If AI was a student, it would flunk out of med school
The most difficult lesson to teach a physician-in-training is to admit the limits of their knowledge. Physicians are continuously asked questions that exceed their knowledge. A physician may research the question for an answer or send the patient to a specialist who can give the answer. “I don’t know” reminds physicians of their humility in the face of mortality.
Medical students have worked all their lives to give the A+ answers to all questions. To admit that they do not know the answer, can be a foreign concept to a medical student. It is not unusual to have a student propose physiologic pathways to explain a medical condition only to find themselves at the end of a dark alley with no place to go. The humbled student is brought back into the light by the professor who explains the errors of their ways. They know not to chance further hypotheses without a confident understanding of physiology. This is a lesson that should only be taught once. If the lesson requires a repeat, the student may not be well suited to be a physician.
We participate in a consortium that is researching the long-term complications of the COVID-19 pandemic, including the possibility of an association between COVID-19 infection and bone disease. As we gathered the medical studies that associate the inflammatory reaction to COVID-19 and bone mineral loss, we decided to publish a review article.
The group decided to use ChatGPT 4.0 to write a similar article on the topic for comparison. These two articles would contrast the research compiled by medical researchers and by an AI program.
The two teams worked independently on the review article and on the AI-generated article. In completing our publication plans, we decided to have both teams work together to edit the AI-generated article to make an AI-assisted article.
The group working on the AI-generated article quickly hit a wall. In reviewing the medical literature cited by the ChatGPT 4.0, we found 70% of the citations were either completely fabricated; incorrectly cited with errors in author, title, journal, etc.; or were incorrect to the topic. The AI community claims the incorrect citations are only “hallucinations” but in medicine we call them “lies.” Failure to understand the article shows ignorance of the topic.
The AI-generated article also had a similarity index of 25%, meaning a quarter of the article was plagiarized.
Between the lies, ignorance and plagiarism, only 5% of the article could be considered a trustworthy original work.
Finally, ChatGPT 4.0 was not current on the medical literature published in the last several years. Up-to-date medical information is vital to the advancement of medical knowledge.

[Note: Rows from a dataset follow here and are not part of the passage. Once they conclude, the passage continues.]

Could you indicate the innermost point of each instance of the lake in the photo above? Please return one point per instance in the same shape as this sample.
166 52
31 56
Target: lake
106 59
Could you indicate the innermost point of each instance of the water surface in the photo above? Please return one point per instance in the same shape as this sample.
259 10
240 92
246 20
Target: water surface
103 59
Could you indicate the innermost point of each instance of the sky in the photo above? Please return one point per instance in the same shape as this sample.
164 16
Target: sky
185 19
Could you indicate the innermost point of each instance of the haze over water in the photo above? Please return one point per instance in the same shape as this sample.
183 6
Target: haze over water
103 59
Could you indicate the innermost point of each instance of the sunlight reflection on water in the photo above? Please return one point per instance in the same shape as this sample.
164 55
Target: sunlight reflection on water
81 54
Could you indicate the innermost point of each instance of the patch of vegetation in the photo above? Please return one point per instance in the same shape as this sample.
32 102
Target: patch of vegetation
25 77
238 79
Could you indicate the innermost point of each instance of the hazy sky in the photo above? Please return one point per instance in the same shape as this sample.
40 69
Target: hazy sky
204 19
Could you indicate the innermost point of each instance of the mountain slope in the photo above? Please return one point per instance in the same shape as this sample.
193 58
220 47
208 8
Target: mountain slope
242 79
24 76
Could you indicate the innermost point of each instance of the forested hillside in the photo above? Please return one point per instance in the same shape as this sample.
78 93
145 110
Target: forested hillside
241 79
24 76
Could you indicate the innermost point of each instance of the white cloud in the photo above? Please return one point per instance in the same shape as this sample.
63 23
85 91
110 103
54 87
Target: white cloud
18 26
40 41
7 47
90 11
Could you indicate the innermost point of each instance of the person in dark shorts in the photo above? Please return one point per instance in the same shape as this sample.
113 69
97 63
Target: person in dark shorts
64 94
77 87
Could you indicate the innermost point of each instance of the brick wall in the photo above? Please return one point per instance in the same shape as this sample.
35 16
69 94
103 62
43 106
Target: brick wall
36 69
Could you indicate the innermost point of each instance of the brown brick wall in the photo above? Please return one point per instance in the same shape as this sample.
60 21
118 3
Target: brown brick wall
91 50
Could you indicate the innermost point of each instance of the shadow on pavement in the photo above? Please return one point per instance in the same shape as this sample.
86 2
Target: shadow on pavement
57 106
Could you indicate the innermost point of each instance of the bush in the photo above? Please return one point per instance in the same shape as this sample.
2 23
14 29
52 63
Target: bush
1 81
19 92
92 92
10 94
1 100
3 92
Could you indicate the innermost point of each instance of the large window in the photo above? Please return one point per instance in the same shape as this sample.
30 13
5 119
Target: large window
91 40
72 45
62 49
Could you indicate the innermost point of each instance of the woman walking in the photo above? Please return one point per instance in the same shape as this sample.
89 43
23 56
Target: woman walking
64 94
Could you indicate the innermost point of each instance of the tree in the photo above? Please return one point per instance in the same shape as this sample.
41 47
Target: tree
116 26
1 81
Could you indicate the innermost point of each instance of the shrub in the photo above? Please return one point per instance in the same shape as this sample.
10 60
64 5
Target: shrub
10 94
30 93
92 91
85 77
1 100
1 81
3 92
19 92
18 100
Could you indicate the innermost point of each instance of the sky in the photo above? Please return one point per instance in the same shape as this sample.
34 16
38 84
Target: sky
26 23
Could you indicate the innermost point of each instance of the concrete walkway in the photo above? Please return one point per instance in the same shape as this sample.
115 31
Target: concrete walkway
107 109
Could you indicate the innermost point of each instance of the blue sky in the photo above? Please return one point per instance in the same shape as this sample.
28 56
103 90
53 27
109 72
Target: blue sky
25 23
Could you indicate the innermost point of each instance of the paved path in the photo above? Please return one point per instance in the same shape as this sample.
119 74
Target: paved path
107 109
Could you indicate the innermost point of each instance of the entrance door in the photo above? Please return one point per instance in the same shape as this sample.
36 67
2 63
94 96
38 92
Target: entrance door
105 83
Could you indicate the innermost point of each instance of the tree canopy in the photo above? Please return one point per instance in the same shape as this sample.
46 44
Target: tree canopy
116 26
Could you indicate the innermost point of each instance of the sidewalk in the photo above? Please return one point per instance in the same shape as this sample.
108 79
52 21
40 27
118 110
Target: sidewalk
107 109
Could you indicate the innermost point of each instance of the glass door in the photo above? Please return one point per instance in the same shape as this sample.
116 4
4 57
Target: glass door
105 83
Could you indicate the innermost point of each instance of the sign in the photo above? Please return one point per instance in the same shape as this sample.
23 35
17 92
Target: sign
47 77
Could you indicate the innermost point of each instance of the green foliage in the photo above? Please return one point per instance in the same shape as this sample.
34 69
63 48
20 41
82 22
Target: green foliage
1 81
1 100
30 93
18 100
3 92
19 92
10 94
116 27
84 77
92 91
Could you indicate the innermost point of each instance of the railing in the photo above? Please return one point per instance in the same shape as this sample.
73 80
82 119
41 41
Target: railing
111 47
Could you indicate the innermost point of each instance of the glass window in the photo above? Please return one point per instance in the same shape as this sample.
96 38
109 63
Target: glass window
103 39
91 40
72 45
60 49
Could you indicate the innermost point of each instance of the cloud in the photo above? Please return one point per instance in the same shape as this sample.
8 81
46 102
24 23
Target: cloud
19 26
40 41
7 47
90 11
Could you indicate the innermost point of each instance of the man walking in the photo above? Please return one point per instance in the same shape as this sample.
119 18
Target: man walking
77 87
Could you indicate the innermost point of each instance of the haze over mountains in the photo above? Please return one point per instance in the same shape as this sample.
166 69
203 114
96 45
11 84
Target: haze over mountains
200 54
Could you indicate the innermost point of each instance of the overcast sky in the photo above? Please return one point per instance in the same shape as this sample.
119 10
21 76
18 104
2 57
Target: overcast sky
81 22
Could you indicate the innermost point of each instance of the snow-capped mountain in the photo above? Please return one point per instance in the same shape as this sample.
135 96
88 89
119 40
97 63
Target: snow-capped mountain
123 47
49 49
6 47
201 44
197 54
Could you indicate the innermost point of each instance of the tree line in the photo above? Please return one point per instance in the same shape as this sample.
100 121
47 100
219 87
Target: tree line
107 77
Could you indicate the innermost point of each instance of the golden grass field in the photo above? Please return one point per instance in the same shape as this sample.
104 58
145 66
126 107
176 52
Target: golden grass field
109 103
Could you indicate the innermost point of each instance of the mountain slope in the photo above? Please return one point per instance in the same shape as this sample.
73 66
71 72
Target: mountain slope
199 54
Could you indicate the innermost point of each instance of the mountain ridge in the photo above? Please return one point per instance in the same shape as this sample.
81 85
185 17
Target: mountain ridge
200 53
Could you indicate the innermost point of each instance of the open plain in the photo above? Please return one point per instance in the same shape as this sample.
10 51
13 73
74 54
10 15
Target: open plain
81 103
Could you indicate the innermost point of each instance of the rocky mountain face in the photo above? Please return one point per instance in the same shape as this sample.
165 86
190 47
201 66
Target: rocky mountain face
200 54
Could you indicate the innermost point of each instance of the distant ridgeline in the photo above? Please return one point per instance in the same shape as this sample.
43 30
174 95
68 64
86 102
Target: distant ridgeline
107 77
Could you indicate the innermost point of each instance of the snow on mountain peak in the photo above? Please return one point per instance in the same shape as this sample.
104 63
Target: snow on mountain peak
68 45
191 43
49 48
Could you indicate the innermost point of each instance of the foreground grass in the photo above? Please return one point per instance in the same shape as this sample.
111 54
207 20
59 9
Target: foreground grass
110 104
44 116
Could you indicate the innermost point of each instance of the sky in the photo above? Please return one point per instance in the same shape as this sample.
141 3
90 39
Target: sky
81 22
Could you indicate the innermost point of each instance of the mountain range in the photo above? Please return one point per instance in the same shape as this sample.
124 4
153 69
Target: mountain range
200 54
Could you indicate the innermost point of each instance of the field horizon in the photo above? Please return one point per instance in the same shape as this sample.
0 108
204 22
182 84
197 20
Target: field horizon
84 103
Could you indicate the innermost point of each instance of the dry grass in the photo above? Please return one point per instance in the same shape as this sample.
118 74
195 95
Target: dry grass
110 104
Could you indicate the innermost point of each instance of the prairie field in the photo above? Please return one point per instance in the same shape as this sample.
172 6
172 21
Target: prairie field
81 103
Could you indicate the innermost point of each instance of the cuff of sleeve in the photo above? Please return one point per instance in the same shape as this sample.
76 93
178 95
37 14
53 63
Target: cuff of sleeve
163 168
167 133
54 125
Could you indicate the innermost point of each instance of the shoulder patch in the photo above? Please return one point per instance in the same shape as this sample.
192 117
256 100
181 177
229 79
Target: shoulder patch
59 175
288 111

Because of these extensive errors, the group decided not to publish this article. If this work had been produced by a student, extensive remediation would be required before they would be allowed to continue their education.

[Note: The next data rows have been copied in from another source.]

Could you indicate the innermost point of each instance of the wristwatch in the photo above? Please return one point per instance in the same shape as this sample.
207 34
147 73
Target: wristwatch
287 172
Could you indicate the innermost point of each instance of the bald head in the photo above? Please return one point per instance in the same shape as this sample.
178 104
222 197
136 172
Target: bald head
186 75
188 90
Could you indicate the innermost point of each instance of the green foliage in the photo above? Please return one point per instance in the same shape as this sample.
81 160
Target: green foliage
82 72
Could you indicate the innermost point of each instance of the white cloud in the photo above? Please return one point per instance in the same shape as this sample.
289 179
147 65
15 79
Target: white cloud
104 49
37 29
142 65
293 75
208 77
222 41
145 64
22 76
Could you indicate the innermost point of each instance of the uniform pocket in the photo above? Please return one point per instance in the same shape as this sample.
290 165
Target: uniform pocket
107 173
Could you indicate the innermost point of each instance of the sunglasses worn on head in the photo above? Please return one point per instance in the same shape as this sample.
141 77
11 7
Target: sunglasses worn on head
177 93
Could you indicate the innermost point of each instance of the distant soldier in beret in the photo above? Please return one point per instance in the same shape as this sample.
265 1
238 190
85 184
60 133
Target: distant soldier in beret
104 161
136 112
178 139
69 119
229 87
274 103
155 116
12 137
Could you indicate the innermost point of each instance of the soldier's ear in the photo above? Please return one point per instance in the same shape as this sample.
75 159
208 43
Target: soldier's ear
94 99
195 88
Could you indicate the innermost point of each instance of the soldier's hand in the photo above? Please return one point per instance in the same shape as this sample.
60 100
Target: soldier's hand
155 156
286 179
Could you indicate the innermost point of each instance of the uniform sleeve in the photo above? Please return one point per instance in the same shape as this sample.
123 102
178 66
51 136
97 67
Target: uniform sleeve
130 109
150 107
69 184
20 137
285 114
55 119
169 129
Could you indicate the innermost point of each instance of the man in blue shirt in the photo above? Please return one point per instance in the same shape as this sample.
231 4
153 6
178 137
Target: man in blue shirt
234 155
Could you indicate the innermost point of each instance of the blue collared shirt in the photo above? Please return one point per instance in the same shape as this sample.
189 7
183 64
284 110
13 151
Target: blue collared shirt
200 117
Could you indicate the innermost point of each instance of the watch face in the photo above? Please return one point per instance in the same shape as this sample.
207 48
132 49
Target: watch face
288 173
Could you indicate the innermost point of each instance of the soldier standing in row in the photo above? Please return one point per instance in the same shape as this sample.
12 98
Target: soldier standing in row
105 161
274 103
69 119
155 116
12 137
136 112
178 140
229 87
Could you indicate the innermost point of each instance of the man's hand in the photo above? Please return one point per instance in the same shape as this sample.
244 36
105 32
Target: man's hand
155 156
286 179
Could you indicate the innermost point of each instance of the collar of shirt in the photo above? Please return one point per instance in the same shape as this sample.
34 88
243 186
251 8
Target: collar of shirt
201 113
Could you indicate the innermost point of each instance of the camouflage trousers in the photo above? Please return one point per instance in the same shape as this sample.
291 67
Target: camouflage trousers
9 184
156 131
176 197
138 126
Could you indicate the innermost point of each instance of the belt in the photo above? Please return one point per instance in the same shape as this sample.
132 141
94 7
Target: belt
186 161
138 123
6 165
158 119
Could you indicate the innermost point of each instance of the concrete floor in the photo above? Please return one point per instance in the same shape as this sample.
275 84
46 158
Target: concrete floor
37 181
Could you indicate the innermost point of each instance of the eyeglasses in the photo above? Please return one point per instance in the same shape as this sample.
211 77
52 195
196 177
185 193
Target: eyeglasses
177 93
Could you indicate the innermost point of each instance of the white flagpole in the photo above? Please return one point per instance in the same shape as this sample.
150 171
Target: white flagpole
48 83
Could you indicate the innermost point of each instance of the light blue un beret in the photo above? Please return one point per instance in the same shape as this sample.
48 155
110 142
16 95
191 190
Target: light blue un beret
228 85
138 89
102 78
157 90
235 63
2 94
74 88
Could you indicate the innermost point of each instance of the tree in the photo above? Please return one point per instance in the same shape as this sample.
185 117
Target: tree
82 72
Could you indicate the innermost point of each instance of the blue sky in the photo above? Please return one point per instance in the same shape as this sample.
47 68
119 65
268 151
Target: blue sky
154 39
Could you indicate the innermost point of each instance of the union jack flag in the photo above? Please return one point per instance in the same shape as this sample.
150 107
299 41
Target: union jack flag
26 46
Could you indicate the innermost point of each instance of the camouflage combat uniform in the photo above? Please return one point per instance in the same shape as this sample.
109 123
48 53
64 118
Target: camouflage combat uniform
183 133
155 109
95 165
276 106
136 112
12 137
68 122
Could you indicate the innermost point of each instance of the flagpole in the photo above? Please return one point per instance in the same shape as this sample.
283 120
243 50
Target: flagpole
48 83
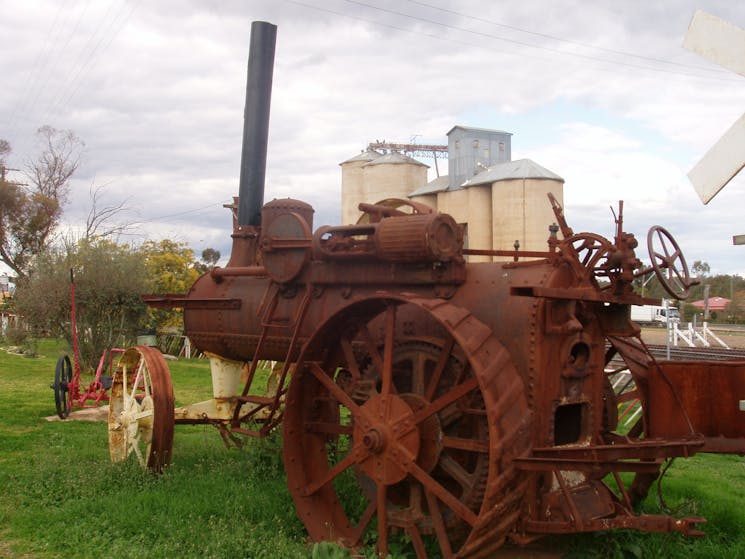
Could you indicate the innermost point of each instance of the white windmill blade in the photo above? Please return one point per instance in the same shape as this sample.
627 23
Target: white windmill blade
721 42
717 40
721 163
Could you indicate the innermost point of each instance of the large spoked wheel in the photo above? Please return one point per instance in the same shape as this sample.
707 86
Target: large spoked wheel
385 434
669 263
141 408
62 378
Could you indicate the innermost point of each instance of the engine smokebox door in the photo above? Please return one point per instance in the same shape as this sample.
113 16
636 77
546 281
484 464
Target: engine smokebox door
712 394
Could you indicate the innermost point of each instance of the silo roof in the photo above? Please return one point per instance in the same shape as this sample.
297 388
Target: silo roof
440 184
395 158
367 155
510 170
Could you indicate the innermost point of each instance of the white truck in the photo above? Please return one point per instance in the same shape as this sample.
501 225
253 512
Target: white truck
654 315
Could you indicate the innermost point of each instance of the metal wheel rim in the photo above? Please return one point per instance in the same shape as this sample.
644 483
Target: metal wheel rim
62 378
141 409
315 474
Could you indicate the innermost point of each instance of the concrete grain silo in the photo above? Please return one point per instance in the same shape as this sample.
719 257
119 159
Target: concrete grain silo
393 175
353 184
519 203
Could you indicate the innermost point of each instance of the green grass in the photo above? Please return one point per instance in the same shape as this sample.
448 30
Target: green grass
61 497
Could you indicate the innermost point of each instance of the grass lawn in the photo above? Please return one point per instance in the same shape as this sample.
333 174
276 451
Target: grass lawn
61 497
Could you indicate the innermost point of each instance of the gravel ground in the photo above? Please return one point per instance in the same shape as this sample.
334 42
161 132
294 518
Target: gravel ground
732 338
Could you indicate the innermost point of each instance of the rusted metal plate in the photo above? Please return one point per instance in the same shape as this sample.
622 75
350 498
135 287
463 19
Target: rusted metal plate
709 392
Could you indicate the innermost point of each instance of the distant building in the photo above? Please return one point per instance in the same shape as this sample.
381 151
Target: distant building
498 201
715 303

Unfortunately, ChatGPT 4.0 is not a student and there is no opportunity to remediate. Instead, AI is on the internet and provides medical advice using the same algorithm that produced the medical review we rejected. Feedback to an AI program could alter the algorithm to avoid these errors.

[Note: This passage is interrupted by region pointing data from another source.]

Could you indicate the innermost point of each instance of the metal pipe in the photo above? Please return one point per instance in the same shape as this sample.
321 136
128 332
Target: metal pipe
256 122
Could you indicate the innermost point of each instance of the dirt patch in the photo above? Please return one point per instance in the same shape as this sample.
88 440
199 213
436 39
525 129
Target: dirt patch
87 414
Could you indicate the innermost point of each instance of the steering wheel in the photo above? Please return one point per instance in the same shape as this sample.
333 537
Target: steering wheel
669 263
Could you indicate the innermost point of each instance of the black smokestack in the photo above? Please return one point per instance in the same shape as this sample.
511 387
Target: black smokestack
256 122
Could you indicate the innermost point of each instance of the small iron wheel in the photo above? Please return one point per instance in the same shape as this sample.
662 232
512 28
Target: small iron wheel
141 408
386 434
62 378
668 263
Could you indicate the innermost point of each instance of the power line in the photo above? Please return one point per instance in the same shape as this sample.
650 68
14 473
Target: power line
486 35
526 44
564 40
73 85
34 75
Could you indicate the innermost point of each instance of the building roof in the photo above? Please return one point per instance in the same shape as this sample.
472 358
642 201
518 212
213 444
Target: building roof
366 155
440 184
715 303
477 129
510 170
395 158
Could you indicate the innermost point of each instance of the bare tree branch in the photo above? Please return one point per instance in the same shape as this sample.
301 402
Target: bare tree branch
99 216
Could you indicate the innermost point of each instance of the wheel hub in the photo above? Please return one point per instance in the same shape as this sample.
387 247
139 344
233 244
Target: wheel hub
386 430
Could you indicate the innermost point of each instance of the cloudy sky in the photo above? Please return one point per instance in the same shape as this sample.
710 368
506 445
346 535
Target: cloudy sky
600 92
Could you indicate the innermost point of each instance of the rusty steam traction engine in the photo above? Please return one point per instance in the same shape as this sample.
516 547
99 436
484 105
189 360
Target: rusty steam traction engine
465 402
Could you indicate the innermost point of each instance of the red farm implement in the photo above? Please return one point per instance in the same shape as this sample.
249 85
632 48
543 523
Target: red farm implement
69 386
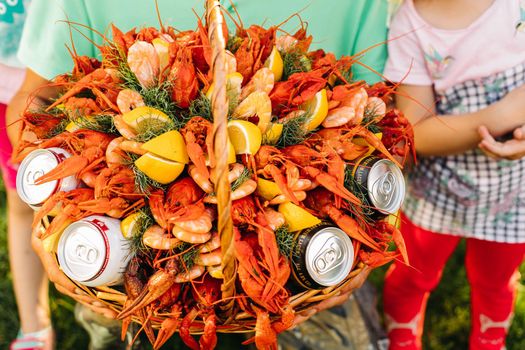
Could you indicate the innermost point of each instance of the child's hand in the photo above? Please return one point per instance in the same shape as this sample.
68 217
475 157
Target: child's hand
512 149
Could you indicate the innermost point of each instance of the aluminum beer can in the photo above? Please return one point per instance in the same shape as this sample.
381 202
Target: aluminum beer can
36 164
321 256
382 182
93 251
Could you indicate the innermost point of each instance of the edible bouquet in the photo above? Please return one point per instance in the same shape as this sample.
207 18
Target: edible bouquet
122 170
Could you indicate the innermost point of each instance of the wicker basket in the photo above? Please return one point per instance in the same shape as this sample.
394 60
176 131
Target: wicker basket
109 301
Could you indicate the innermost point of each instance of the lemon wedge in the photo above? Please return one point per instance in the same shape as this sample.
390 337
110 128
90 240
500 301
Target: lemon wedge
267 189
145 117
245 137
258 104
215 271
275 63
159 169
162 48
233 86
129 225
273 134
318 108
169 145
296 217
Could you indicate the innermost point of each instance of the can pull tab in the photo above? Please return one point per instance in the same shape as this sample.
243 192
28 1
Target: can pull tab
83 253
329 256
383 189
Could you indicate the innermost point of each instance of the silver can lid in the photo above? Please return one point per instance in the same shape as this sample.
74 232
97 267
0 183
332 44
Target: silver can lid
329 256
34 165
82 251
386 186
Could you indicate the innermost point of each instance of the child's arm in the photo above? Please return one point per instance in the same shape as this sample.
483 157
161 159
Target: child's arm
511 149
439 135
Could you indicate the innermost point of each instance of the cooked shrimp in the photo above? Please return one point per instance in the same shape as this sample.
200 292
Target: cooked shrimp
263 80
200 179
212 244
128 100
194 272
123 128
275 219
144 63
300 195
350 111
210 259
155 237
246 188
202 224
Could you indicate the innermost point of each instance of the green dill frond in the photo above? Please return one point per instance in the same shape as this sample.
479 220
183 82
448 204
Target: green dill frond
295 62
284 240
102 123
143 182
294 131
201 106
245 175
233 44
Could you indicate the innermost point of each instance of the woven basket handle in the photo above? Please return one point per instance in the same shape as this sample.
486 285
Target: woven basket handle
219 103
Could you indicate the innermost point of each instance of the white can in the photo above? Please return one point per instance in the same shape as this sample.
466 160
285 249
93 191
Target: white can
93 251
36 164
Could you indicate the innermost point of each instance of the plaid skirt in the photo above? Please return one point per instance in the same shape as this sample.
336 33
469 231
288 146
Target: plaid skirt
470 194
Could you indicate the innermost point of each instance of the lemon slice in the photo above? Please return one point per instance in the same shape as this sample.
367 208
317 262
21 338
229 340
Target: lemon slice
273 134
275 63
362 142
169 145
245 137
145 117
159 169
318 108
233 86
129 225
296 217
267 189
162 48
215 271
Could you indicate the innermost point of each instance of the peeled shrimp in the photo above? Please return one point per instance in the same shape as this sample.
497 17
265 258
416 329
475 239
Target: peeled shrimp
155 237
128 100
144 63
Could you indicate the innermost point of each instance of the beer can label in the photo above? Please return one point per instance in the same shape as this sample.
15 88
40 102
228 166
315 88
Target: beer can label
93 251
322 256
35 165
382 182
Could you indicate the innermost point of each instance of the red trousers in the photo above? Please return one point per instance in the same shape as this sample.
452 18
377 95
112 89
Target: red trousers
492 271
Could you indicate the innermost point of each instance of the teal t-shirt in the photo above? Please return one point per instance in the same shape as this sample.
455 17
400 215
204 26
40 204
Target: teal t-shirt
344 27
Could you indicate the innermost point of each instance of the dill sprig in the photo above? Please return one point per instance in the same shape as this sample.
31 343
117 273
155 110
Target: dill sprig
295 62
188 255
294 131
284 240
201 106
245 175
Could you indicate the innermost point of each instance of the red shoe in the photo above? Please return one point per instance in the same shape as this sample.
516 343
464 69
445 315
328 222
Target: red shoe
41 340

For AI to improve, programmers need to perform remediation to remove the tendency to lie and plagiarize. Medical experts need to assist AI programmers in improving the program’s ability to understand medical literature.
Angela Toepp, Ph.D., is an assistant professor of medicine at Eastern Virginia Medical School and director of system research at Sentara Health. Xian Qiao, M.D., is a pulmonologist and intensivist with Sentara Pulmonary, Critical Care and Sleep Specialists and an assistant professor of medicine at EVMS who started the Sentara Post-COVID Clinic. Thomas McCune, M.D., is a professor of medicine at EVMS and a nephrologist at Nephrology Associates of Tidewater, LTD.